In [1]:
import numpy as np

# Lab Assignment 4.2: Distance to the ellipsoid **(2.5 pts total)**

### The aim of this lab assignment is to apply several numerical methods for finding the distance to the ellipsoid and evaluate their effectiveness. You will implement the standard methods (descent, Newton a.o.), analyse their pros and cons, convergence rates etc.  

#### Prepared by: **Volodymyr Kuchynskyy**
## Completed by:
*   Roman Kovalchuk
*   Eduard Pekach

##2.1. Setting and preliminaries (0.25 pts)

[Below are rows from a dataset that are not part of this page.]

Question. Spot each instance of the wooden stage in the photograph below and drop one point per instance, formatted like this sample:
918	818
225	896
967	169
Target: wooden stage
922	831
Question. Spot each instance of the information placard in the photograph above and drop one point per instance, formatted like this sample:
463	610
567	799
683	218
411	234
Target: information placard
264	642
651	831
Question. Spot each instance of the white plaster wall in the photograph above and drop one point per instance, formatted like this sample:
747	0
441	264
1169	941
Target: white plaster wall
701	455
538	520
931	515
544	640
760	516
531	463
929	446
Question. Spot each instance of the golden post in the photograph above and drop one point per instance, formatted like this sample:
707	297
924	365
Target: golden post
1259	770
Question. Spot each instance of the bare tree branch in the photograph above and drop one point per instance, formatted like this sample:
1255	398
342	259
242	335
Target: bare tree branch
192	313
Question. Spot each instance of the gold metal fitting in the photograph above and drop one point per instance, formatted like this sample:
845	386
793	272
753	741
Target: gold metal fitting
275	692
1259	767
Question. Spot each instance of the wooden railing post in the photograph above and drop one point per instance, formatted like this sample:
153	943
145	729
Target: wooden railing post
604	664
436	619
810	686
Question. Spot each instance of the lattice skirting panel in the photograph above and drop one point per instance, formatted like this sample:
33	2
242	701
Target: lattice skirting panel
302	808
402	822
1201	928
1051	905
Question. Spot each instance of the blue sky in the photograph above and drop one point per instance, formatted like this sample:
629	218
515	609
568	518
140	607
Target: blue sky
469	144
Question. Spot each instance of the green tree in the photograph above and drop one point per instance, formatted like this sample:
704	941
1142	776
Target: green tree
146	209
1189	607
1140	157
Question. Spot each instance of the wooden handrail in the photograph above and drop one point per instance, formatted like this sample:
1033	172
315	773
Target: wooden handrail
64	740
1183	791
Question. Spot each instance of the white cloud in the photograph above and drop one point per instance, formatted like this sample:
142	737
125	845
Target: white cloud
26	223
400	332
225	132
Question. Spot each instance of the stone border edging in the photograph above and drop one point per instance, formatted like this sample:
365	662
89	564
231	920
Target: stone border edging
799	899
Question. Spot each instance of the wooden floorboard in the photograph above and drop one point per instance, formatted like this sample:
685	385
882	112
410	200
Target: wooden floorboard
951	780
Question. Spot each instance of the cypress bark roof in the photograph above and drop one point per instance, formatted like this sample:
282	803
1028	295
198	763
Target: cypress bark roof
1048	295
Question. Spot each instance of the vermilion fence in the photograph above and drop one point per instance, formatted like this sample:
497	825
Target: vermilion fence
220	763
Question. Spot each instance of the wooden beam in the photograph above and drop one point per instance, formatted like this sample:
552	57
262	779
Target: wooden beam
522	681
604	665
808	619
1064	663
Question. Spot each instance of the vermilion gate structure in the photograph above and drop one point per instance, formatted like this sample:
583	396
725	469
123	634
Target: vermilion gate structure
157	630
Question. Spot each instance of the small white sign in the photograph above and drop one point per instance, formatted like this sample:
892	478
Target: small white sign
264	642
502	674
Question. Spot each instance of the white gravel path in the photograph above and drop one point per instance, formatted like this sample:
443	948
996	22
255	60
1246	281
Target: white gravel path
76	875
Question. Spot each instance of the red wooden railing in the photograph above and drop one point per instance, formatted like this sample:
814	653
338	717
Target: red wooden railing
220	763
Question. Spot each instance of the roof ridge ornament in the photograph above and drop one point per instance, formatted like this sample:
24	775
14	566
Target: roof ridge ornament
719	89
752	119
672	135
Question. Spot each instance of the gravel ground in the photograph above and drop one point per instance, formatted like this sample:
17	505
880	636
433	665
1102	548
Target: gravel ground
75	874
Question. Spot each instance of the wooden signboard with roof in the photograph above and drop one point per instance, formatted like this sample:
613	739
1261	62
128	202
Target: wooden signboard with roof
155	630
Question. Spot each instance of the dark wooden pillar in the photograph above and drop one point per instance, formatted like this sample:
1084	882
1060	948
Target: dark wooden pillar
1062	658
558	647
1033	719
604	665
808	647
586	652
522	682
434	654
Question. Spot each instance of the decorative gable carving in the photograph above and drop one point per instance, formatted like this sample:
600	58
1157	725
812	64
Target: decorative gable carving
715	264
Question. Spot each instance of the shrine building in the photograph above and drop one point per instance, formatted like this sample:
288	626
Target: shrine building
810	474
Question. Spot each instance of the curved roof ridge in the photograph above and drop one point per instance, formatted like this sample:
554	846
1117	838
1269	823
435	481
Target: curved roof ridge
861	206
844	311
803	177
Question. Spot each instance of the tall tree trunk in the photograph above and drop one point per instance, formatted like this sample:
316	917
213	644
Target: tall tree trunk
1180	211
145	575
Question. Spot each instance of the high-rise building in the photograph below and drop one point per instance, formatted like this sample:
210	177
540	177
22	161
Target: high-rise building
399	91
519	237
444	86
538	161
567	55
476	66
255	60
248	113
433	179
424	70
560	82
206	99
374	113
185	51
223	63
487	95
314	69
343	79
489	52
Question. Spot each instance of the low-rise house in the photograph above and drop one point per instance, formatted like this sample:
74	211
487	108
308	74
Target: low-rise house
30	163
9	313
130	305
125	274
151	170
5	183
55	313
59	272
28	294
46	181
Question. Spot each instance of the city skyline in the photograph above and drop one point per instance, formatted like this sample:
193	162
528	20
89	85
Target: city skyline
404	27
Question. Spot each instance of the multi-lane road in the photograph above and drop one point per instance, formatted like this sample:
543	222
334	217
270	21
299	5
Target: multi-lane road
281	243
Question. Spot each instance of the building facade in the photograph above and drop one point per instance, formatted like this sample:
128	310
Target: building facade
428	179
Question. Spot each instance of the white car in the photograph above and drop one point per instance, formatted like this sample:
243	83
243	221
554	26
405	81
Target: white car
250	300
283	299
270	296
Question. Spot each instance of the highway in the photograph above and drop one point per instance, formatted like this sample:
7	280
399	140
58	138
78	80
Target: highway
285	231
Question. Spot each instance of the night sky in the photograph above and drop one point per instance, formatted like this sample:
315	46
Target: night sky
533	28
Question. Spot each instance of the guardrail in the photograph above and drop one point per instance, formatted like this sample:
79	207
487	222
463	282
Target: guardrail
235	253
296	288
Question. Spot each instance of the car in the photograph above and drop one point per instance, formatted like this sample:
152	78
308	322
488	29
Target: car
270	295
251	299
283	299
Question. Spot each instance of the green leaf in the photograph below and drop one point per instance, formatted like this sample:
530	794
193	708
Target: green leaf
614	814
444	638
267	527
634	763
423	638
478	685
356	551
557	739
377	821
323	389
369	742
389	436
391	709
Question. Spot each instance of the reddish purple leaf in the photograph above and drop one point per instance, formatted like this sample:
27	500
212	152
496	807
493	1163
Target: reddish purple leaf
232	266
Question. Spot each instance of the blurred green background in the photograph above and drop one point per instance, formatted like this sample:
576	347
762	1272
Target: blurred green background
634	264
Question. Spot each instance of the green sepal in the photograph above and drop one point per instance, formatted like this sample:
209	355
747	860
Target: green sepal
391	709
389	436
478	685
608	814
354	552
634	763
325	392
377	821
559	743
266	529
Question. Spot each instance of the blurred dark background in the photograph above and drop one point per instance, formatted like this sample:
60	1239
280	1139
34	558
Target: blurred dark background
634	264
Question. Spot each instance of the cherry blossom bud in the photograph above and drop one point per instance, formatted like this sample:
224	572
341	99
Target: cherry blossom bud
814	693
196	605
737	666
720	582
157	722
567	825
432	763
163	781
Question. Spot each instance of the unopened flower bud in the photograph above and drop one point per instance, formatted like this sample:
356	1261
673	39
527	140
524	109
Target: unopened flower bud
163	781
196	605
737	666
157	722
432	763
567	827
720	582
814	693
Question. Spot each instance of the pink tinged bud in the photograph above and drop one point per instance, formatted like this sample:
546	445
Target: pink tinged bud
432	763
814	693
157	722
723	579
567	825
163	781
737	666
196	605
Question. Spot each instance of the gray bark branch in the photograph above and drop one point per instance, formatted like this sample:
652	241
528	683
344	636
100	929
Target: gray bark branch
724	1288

- The ellipsoid surface $E$ is given by the equation $$\frac{x^2}{a^2} + \frac{y^2}{b^2} + \frac{z^2}{c^2} = 1,$$ where $a$, $b$, and $c$ are semi-axes in the respective directions.
- the task is to find the point on $E$ that is the closest one to a given point $\mathbf{y} = (x_0, y_0, z_0)$ outside the ellipsoid


###Task 2.1
Write down the objective function $f(\mathbf{x})$ and the constraint function $g(\mathbf{x})$ (so that $E$ coincides with $\{\mathbf{x}\in \mathbb{R}^3 \mid g(\mathbf{x})=0\}$). Calculate the gradients explicitly


---

**Write here the objective, and constraint functions and calculations of the gradient**

---


In [2]:
#declare and define your *objective* and *constaint* functions here if necessary
#the functions *must* accept the point x є R^3 (np.array or Tuple) as the first
#argument
#...
f_x = lambda x, x_0: (x[0] - x_0[0])**2 + (x[1] - x_0[1])**2 + (x[2] - x_0[2])**2
g_x = lambda x, a, b, c: x[0]**2/a**2 + x[1]**2/b**2 + x[2]**2/c**2 - 1# your constraint function (either lambda or defined above)

## 2.2 Gradient descent methods (1 pts)

### Task 2.2: gradient descent method
Implement the gradient descent method to find the point $\mathbf{x}_0 \in E$ that is the closest one to $\mathbf{y}$.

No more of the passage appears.